Mais, paradoxalement, cette demande accrue s’accompagne d’un tarissement à la source. En effet, depuis plus de deux semaines, les tournages de presque toutes les séries du monde ont été suspendus. La situation, inédite, promet des heures plus difficiles dans les mois à venir (déjà, Stranger Things, Atlanta ou Mytho devront repousser leur retour) et soulève de nombreuses questions économiques pour les acteur·trices les plus fragiles de la filière.
Le bouleversement s’annonce profond. Depuis plusieurs années était apparu le terme « peak TV » (la télé arrivée à son pic de production), qui accompagnait l’explosion du nombre d’épisodes produits chaque année et l’arrivée en masse des streamers.
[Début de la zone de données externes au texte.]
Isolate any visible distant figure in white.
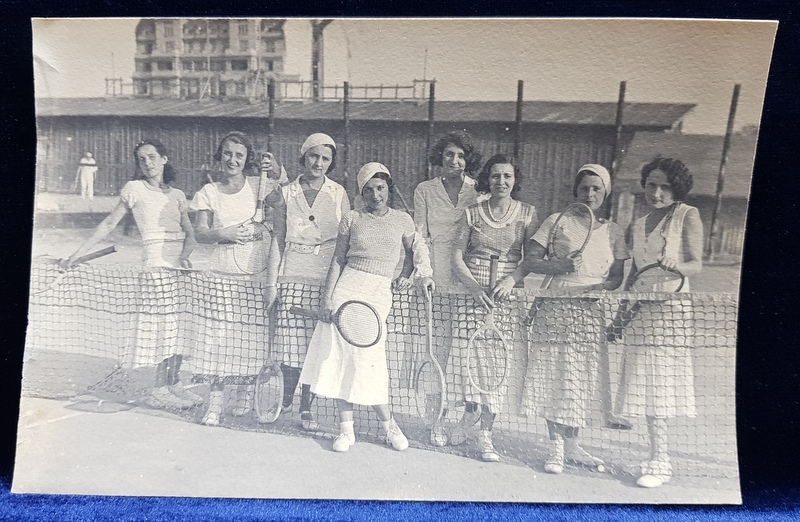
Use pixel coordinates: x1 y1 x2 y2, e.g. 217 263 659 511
75 152 97 201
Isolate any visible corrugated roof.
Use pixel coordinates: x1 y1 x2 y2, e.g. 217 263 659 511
36 97 694 129
615 132 756 198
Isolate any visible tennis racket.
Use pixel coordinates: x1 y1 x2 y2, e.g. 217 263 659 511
31 245 117 295
289 301 383 348
467 256 509 394
525 203 595 326
414 288 445 426
606 263 686 342
255 300 283 424
540 203 595 290
233 152 272 275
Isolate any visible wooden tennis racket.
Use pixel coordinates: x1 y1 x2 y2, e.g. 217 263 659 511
414 288 445 426
467 256 509 394
31 245 117 295
255 305 284 424
233 152 273 275
289 300 383 348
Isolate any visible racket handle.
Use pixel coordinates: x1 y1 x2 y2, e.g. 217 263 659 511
289 306 319 319
489 255 500 290
69 245 117 267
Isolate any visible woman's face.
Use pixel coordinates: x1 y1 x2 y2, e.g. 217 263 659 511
489 163 516 198
220 140 247 176
136 143 168 178
442 143 467 176
361 177 389 212
578 174 606 210
303 145 333 179
644 169 675 209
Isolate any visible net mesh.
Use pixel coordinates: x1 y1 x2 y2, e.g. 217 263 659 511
23 262 738 479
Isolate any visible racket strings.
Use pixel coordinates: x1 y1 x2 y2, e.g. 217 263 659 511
338 302 381 346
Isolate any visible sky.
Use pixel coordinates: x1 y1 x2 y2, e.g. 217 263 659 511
33 18 777 134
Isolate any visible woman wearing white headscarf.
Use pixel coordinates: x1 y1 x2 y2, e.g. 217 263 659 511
264 132 350 431
300 162 434 451
524 164 630 473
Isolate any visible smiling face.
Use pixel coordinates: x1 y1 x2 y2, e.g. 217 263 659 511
489 163 516 198
442 143 467 176
644 169 675 209
577 174 606 210
361 177 389 213
220 140 247 176
136 144 168 179
303 145 333 179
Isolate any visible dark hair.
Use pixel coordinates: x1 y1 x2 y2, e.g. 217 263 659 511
300 143 336 174
475 154 522 194
214 131 256 172
640 156 694 201
133 138 178 185
428 131 483 173
572 170 611 202
361 172 394 195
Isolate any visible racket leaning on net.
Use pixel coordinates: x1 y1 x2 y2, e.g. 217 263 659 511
255 305 284 424
414 288 445 426
467 256 509 393
606 263 686 342
31 245 117 295
289 301 383 348
233 152 273 275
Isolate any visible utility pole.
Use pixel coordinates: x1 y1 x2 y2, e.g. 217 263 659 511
311 20 333 101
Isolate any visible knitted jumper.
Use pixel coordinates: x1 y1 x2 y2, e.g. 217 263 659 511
339 208 414 278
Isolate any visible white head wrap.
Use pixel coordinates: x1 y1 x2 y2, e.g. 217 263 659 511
575 163 611 197
356 161 392 194
300 132 336 158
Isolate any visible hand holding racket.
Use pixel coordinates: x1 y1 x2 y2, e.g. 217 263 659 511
541 203 595 290
289 301 383 348
414 288 445 426
31 245 117 295
467 256 509 394
233 152 273 275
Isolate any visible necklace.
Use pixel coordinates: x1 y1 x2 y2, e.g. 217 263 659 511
486 200 516 223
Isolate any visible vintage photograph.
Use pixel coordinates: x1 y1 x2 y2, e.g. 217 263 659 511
12 18 777 504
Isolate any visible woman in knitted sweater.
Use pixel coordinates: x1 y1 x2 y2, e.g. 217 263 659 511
300 162 434 451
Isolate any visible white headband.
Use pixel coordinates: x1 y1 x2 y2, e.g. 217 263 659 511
356 161 392 194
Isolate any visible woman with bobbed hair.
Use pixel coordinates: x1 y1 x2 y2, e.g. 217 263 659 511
615 156 703 488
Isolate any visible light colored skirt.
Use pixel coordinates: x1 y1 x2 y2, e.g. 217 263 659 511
300 267 392 406
616 300 697 418
275 241 336 368
122 240 185 368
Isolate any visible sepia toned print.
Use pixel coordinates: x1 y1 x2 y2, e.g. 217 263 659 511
13 18 776 504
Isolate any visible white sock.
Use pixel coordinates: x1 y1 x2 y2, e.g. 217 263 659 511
339 421 356 438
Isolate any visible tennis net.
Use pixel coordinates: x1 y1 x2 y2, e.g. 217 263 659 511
22 261 738 479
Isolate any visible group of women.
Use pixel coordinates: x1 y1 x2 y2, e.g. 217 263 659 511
67 128 703 487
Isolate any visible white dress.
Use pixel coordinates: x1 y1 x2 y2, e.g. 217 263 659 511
187 176 269 384
523 214 629 427
120 179 188 368
617 203 697 418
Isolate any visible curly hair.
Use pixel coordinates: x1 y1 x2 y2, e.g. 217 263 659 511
300 145 336 174
640 156 694 201
133 138 178 185
214 131 256 171
428 131 483 173
475 154 523 194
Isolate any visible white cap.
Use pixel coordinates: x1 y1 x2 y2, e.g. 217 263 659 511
356 161 392 194
300 132 336 158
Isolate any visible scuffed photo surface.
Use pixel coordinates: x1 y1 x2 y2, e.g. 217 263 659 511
14 19 775 503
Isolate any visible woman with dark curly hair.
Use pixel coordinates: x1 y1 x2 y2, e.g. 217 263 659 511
445 154 536 462
616 157 703 488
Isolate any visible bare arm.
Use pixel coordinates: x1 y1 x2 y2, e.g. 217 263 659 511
67 200 128 263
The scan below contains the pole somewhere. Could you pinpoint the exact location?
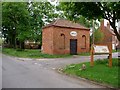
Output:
[92,20,94,45]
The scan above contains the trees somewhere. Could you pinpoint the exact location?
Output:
[60,2,120,41]
[2,2,57,48]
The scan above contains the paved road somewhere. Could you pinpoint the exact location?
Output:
[2,53,117,88]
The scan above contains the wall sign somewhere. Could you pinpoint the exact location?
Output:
[70,31,77,36]
[94,45,109,53]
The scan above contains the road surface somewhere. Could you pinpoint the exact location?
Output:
[2,53,117,88]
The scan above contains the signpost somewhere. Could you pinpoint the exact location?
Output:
[90,45,112,67]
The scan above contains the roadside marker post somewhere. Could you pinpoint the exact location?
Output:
[90,45,112,67]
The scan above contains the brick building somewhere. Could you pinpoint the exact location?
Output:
[42,19,90,54]
[99,20,118,49]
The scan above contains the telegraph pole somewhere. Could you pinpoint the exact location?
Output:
[92,19,95,45]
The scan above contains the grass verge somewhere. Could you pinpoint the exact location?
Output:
[62,58,120,88]
[2,48,72,58]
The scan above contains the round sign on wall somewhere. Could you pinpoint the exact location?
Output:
[70,31,77,36]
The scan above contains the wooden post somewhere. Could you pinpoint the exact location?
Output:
[109,44,112,67]
[90,45,94,66]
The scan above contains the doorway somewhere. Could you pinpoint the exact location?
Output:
[70,39,77,55]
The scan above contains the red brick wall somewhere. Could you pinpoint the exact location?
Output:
[42,27,90,54]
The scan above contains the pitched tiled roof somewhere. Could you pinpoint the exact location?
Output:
[43,19,90,30]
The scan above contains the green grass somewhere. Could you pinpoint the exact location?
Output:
[78,52,90,56]
[63,59,120,88]
[2,48,72,58]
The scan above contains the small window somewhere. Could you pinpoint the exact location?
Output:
[82,35,86,48]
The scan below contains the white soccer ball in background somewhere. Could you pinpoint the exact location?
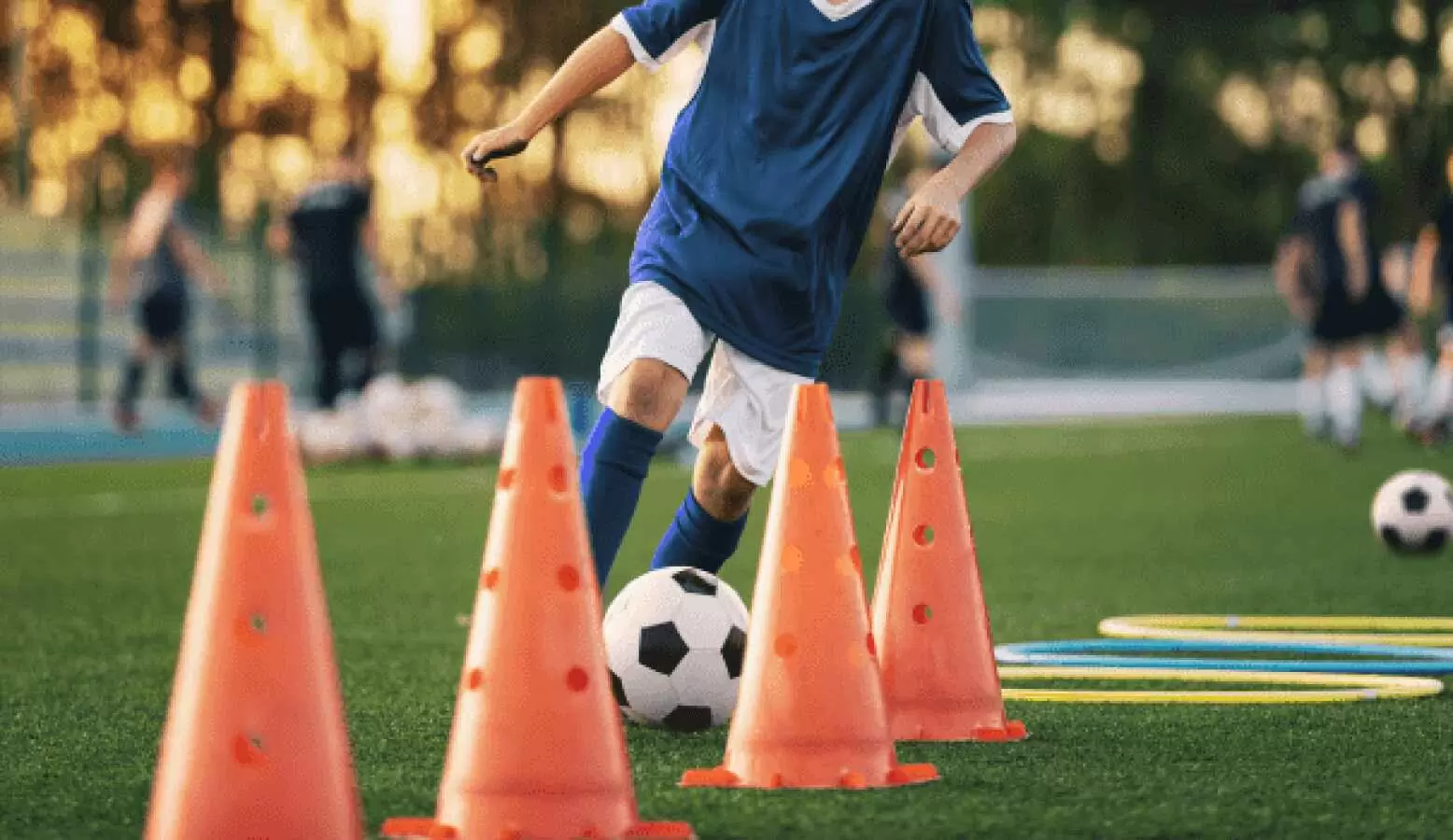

Virus oblige, la haute montagne est en train de devenir une morne plaine, même si ce n’est pas encore visible à l’œil nu.
Le sens, puisqu’il faudra bien en trouver un au cataclysme en cours, se trouvera-t-il bientôt niché au cœur des nouvelles fictions qui naîtront ? Tous les créateurs et créatrices de séries ne peuvent pas faire comme Thomas Lilti qui, une fois le plateau de sa série Hippocrate fermé, est retourné à l’hôpital en tant que médecin. Nous attendons des séries à la hauteur du monde qui se dessine : consolatrices, politiques, puissantes dans leur façon de penser le rapport au collectif et à l’altérité, à l’amour et au désir. Les jours suspendus d’aujourd’hui devront faire naître de grands récits déconfinés.